Naturally, this extreme display of ego results in opera lovers’ getting out their long knives and operatic wishlists to show that they have better taste than the Met’s general manager. For Mr. Brown, he cites works including Luigi Nono’s Intolleranza 1960, Morton Feldman’s Neither, Claude Vivier’s Kopernikus, Olga Neuwirth’s Lost Highway, and Salvatore Sciarrino’s Lohengrin. They are all certainly worth seeing, but most of these are way too small in scale to work effectively at the Met. Once again, one wishes for the Met to find a way to present “smaller” works in an appropriate venue. However, anyone who wants to critique the Met on repertoire has to be aware of what (a) will work in a 4,000 seat house and (b) will attract a donor willing to part with the $2.5 million it costs to mount a new production at the Met.

RICHARD TERMINE
Also, one assumes that all the new works at the Met have the backing and support of Yannick Nézet-Séguin. While it’s easy to criticize Gelb’s taste, the composers with new works coming to the Met are the same composers getting commissions from the Philadelphia Orchestra. I can’t find any evidence that Nézet-Séguin’s has conducted much (if any) Ligeti or similarly “thorny” works. The Met’s Music Director could potentially sway the board to present more challenging works, but I don’t know if even Nézet-Séguin has that kind of sway in the current fiscal and cultural environment. Look how long it took for the Met to grant Jimmy’s wish and produce Moses und Aron and that was during a period of much greater fiscal stability. We’ll have to wait for the next regime to see Le Grand Macabre, The Bassarids or Messiaen’s Saint François d’Assise or [your pet project goes here].
As the performing arts organization with, by far, the largest budget in America, there is a tendency to view the Met as a company that should be able to fulfill any wish that an opera lover can imagine. There is a related belief that the Met can influence the repertory at other companies.

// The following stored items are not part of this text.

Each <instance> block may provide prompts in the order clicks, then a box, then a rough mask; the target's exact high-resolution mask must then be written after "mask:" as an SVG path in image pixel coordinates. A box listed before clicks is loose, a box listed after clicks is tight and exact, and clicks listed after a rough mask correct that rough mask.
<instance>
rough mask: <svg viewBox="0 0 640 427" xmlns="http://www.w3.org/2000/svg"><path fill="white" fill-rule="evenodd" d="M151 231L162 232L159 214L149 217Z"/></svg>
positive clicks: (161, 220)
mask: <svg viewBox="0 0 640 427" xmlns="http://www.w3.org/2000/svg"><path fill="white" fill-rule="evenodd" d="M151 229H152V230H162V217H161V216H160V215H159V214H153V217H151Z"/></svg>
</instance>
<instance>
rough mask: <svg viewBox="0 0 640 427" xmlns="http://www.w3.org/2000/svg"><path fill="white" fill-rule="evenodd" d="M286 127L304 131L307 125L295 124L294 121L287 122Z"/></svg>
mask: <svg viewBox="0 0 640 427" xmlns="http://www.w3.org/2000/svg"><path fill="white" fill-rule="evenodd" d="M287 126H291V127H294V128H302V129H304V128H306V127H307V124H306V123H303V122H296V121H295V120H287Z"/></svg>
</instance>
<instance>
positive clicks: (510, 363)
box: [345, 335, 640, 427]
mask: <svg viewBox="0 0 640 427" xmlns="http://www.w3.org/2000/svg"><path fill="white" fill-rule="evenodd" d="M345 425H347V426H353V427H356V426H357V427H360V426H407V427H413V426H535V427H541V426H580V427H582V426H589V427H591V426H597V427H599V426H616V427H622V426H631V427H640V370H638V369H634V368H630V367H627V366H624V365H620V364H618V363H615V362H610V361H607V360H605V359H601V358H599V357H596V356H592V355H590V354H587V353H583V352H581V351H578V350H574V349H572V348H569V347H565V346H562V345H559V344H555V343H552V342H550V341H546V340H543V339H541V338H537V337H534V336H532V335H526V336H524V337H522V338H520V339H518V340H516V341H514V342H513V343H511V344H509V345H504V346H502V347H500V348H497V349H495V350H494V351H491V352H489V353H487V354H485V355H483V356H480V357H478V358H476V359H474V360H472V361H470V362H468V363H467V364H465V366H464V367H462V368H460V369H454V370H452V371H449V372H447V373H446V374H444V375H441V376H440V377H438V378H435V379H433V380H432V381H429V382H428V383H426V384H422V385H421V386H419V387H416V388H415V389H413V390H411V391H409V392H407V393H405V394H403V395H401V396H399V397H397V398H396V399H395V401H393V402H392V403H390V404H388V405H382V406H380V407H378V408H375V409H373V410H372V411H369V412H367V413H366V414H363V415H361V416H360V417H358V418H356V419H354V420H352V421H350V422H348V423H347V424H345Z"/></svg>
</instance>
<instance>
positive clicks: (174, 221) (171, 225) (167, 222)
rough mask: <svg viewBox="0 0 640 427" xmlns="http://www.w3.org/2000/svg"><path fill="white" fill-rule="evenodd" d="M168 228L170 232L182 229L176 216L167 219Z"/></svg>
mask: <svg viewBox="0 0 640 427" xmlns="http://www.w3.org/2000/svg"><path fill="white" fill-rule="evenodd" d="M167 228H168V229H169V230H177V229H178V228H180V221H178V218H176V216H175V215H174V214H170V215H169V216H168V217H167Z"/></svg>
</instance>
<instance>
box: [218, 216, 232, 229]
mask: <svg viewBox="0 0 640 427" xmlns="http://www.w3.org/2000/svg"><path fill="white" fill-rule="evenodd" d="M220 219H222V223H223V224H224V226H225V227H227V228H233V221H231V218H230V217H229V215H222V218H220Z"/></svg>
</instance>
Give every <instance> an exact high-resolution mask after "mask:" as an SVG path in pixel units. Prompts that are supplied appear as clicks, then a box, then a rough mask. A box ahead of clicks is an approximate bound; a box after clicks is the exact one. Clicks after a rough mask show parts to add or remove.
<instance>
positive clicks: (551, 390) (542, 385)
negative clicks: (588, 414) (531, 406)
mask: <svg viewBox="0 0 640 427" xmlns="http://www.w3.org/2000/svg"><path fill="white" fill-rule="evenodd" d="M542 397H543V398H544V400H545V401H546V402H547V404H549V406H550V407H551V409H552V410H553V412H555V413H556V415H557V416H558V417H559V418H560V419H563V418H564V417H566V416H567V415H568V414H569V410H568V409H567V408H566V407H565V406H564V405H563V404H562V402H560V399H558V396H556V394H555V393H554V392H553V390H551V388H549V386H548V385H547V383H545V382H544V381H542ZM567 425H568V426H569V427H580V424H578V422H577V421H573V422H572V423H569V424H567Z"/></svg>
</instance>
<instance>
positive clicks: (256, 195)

Certainly, if the Met had a big success with a neglected work like Roger Sessions’s Montezuma, there would probably be a Montezuma-boomlet, if only because the only way that the Met would stage Montezuma would be as a co-production with multiple companies.
So while we may think that Gelb should be capable of granting our wishes, in reality, he’s in charge of an organization with high fixed costs, extreme fiscal challenges, a conservative board, and a dwindling supply of major donors willing to give the Met the many millions that it needs.
So, I think a lot of the frustration with Gelb is with how he’s chosen to invest his resources in Met premieres. With the demise of OONY and City Opera, the likelihood that we will see any of the operas on our wishlists in New York grows increasingly remote. Gelb’s arrogance about his choices just adds insult to perceived injury.
For those of you who have made it this far, is there an opera company that you consider the “lodestar” – a company that helps define the repertory and a contemporary opera production style? At one time, I might have said that Bayreuth or Stuttgart set the direction for opera productions, but now there is no obvious answer.